September 29, 2010  |   Business,Marketing   |   Jameson  |   0 Comment
AMA Boston: Delivering Happiness

This week I joined some of the CommCreative interactive team at the AMA Boston event “Delivering Happiness with Zappos CEO Tony Hsieh.”

Boston was the latest stop on his cross country book tour sharing his story. Tony went from running one company that was heavily focused on short-term profits to one that is heavily focused on the best customer service and customer experience. He sold the former because he hated getting up every day and going to work. The latter is experiencing record revenue and has spawned a separate company, consulting businesses on the best ways to adopt their philosophies.

At Zappos, Tony developed a set of core values that became more than just something written on a plaque in the lobby. It became something deeply rooted in the company’s culture to the point that they are willing to¬†fire employees based on not adhering to the core values, independent of their job performance.

Tony’s focus on building a company culture rooted in not only delivering happiness to customers, but to employees, is rooted in the idea that a company’s brand is merely a lagging indicator of its internal culture. The best branding strategists in the world could develop a messaging platform that would resonate with target customers, but if it didn’t make itself apparent when a customer visited the website or picked up the phone to talk with a customer service representative, it would be all for naught.

Customer service shouldn’t be a department. It should be your entire company.

The most refreshing part of Tony’s presentation was the night and day comparison between the two company’s that he ran. He also wasn’t afraid to admit the laundry list of mistakes he made when running the first company.

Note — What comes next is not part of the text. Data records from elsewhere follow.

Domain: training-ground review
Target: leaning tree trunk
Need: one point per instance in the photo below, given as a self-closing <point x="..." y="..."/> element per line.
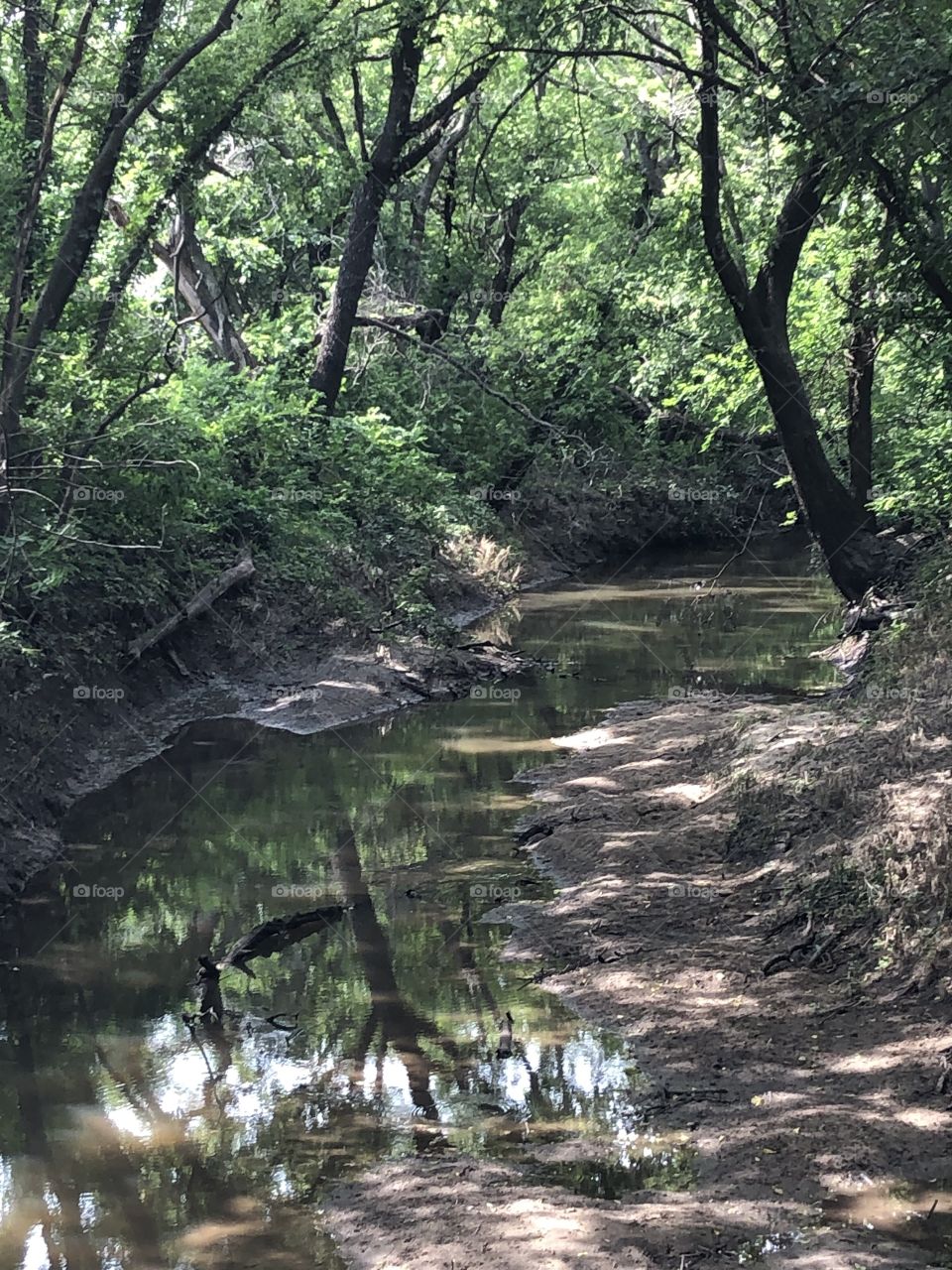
<point x="838" y="524"/>
<point x="203" y="294"/>
<point x="861" y="367"/>
<point x="852" y="553"/>
<point x="357" y="258"/>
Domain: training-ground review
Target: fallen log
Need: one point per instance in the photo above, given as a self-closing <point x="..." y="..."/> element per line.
<point x="277" y="934"/>
<point x="199" y="603"/>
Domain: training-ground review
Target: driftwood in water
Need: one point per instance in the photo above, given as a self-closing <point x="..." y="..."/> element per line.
<point x="506" y="1037"/>
<point x="278" y="933"/>
<point x="199" y="603"/>
<point x="209" y="1002"/>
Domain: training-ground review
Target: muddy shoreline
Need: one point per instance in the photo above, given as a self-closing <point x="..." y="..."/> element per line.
<point x="805" y="1095"/>
<point x="268" y="671"/>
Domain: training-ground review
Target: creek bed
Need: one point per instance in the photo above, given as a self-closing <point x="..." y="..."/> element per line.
<point x="130" y="1139"/>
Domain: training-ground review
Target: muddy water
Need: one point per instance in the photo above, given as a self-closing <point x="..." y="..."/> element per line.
<point x="131" y="1138"/>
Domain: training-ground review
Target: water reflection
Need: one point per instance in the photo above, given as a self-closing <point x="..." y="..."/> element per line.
<point x="131" y="1138"/>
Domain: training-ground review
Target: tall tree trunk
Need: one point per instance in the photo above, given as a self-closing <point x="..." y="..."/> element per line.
<point x="861" y="367"/>
<point x="85" y="218"/>
<point x="506" y="255"/>
<point x="852" y="554"/>
<point x="390" y="160"/>
<point x="202" y="291"/>
<point x="366" y="208"/>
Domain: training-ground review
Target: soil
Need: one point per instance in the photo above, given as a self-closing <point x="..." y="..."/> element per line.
<point x="809" y="1093"/>
<point x="64" y="734"/>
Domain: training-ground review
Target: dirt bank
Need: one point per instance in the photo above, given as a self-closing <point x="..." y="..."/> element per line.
<point x="814" y="1095"/>
<point x="75" y="730"/>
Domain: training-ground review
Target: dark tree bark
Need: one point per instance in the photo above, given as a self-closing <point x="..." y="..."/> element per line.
<point x="861" y="367"/>
<point x="130" y="103"/>
<point x="204" y="295"/>
<point x="506" y="255"/>
<point x="391" y="158"/>
<point x="189" y="168"/>
<point x="365" y="216"/>
<point x="852" y="554"/>
<point x="452" y="137"/>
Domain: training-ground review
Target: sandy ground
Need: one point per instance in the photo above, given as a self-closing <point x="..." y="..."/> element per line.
<point x="810" y="1093"/>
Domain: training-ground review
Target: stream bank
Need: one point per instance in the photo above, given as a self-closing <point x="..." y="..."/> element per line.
<point x="702" y="849"/>
<point x="412" y="1035"/>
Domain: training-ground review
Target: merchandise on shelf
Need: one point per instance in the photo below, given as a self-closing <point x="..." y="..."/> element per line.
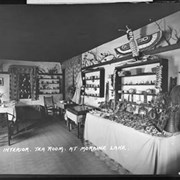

Because of the lessons he learned from the mistakes he made, he was able to build a foundation for Zappos that would drive the company through the recession all while making record profits. When you have a company culture and a passionate customer base that markets your company for you, you don’t have to worry about shifting strategies to keep afloat in tough economic times.

The one question that was stuck in my mind as I left the event was, “How do you measure happiness?” Sure, my clients can tell me that they are happy with the experience that CommCreative provides, but how do I know if I can be making them happier? Do I have a realistic impression of my threshold for delivering happiness?